Gimbel is director of the Baltimore County government's Office of Substance Abuse. He said he is a former heroin addict who abused methadone while on several programs simultaneously in the '70s.

"There just isn't enough counseling at most methadone clinics," said Gimbel. "Abstinence should be the goal, but far too many people on methadone see it as a lifelong crutch."

"Methadone, when applied correctly, is a wonderful treatment that can get people out of being powerless over their lives," he said. "But lots of people on meth are kind of lazy about it and never plan to kick."

Thomas Penn, acting program director for the Pathfinders Addiction Services methadone clinic in Timonium, said that methadone treatment has long been approved by the American Medical Association and the World Health Organization. When applied with self-help groups as mandated by law, he said, methadone "doesn't feed the addictive process of crime."

Bernadette Marie Wynn finally decided in 1987 that she didn't want to be the fifth member of her family killed, claimed by the street.

Wynn said she lost her four brothers -- Clayton, Joe, Marvin and Ellwood -- through activities related to using or hustling for heroin.

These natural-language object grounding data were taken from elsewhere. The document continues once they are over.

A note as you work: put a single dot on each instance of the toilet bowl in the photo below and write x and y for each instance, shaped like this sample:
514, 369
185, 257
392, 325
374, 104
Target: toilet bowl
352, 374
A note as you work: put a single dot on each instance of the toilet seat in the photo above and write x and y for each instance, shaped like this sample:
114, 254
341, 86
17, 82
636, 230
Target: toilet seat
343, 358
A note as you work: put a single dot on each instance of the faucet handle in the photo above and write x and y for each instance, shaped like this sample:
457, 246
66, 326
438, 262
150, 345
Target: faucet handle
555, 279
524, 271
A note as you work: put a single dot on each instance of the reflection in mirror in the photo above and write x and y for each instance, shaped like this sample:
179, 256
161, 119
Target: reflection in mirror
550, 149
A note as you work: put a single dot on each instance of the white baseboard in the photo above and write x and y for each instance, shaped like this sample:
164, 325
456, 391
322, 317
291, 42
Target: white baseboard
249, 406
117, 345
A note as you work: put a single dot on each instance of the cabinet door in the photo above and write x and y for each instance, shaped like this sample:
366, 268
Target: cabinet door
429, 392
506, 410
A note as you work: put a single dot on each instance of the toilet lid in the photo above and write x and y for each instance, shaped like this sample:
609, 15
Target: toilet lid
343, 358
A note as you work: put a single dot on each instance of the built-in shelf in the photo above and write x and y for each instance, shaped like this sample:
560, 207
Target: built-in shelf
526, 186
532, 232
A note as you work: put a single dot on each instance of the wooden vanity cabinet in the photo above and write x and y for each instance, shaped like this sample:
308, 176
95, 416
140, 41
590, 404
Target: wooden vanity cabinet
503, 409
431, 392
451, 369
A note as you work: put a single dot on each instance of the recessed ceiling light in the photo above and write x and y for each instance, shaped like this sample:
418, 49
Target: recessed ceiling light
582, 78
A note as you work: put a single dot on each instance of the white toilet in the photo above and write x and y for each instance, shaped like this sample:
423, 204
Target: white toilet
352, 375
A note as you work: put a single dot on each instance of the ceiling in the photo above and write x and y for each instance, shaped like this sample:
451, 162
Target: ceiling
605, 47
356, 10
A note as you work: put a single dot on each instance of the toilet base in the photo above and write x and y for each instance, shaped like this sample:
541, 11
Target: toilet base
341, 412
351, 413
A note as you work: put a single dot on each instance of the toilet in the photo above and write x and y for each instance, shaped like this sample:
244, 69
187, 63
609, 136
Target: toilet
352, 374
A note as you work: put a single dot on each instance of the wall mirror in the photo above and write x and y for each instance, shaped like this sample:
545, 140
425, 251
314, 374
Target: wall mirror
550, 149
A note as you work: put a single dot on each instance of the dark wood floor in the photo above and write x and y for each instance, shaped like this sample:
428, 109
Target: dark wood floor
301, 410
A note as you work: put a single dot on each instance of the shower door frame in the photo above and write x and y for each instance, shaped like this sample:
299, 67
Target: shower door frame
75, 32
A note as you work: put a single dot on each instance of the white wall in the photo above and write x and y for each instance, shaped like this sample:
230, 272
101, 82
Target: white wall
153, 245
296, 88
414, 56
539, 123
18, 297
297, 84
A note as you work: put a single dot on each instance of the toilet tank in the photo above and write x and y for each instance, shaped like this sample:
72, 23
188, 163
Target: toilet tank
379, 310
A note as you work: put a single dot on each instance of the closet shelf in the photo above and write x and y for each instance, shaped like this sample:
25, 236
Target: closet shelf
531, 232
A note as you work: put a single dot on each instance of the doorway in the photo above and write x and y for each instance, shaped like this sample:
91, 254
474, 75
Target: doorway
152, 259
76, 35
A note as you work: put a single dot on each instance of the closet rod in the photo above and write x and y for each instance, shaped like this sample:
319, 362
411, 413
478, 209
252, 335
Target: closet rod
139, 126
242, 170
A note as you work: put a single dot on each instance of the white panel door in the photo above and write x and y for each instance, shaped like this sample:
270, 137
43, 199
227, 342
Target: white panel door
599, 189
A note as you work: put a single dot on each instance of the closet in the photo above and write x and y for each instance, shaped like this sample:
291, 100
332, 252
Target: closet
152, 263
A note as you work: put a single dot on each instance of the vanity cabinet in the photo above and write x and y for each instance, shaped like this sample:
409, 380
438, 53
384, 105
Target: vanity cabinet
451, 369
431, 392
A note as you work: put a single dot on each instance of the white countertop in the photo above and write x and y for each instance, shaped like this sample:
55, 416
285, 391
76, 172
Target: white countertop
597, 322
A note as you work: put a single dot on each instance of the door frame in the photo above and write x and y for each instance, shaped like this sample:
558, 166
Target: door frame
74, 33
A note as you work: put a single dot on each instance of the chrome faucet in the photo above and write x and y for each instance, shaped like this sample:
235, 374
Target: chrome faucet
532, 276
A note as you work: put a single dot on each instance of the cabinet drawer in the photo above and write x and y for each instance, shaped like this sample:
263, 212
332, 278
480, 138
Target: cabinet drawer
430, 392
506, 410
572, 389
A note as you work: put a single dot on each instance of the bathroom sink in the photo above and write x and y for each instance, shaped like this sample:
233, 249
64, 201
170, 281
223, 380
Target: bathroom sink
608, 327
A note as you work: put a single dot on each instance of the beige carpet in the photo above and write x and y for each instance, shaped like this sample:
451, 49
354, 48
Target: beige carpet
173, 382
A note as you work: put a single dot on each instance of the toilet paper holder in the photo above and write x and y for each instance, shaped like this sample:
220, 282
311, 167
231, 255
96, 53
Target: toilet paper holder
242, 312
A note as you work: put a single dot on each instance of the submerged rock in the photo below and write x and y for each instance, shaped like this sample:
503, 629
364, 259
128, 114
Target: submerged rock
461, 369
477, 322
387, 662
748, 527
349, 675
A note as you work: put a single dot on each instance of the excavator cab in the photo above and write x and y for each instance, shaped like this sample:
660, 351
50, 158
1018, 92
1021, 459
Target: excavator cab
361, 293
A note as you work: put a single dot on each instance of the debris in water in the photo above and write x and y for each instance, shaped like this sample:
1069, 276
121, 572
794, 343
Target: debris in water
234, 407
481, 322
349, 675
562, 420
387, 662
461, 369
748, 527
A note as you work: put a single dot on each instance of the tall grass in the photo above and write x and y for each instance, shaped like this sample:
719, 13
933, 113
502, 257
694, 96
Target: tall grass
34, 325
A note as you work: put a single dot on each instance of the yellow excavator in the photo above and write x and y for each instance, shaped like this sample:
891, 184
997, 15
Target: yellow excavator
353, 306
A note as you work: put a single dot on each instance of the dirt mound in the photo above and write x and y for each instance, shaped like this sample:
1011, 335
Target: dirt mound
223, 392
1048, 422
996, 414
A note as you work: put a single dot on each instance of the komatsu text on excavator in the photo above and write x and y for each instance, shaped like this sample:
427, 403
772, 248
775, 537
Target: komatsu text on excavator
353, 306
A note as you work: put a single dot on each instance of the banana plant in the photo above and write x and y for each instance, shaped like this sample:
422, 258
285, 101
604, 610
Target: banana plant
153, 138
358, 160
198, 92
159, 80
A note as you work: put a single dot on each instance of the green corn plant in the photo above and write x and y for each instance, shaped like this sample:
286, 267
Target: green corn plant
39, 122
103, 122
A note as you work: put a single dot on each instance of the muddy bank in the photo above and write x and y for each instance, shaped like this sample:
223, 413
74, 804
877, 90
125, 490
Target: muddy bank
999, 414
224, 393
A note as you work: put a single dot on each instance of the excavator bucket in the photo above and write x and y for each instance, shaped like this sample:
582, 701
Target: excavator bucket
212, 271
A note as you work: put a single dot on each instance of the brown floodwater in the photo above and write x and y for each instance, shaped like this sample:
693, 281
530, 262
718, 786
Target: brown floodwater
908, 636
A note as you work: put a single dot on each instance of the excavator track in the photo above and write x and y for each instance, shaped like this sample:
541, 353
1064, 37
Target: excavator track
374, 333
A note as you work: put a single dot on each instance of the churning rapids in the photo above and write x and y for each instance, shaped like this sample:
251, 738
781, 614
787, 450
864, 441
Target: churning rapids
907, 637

"All my brothers, four of them, all died of drugs," said Wynn, 44, an HIV education project assistant at Man Alive.

"One died of AIDS just six months ago," she said. "One committed suicide. One had a heart attack from firing [injecting]. The other one got shot to death while he was stealing out of somebody's house."

Wynn's personal litany is not the braggadocio of addict war stories. This is her own shock therapy, four stunning reminders that she has to stay clean of heroin, avoid the old acquaintances from the street culture.

Wynn was born in West Baltimore's Sandtown, and by her mid-20s she was snorting heroin and drinking codeine-based cough syrups, she said.

Then, she said, she began a lengthy addiction to methadone. "It was easy, there was plenty of methadone on the street for sale," she said.

By 1987, AIDS was a clear menace, the violence connected with crack cocaine was rising and she had become an addict approaching middle age.

"I went on the program in 1987 and have been successful since," she said the other day. "But when I became serious with my treatment, people in Narcotics Anonymous and Alcoholics Anonymous made me feel I couldn't help myself in their setting. They looked down on you because you were on methadone.

"I'm just glad this project of Methadone Anonymous is coming about because I don't have to worry about being an outcast," Wynn said. "I can get in a group and say what's really on my mind, tell the truth and deal with those things.

"Some people say methadone is a crutch and maybe it is," she said. "Maybe I just can't detoxify. Maybe I'll be on it for the rest of my life."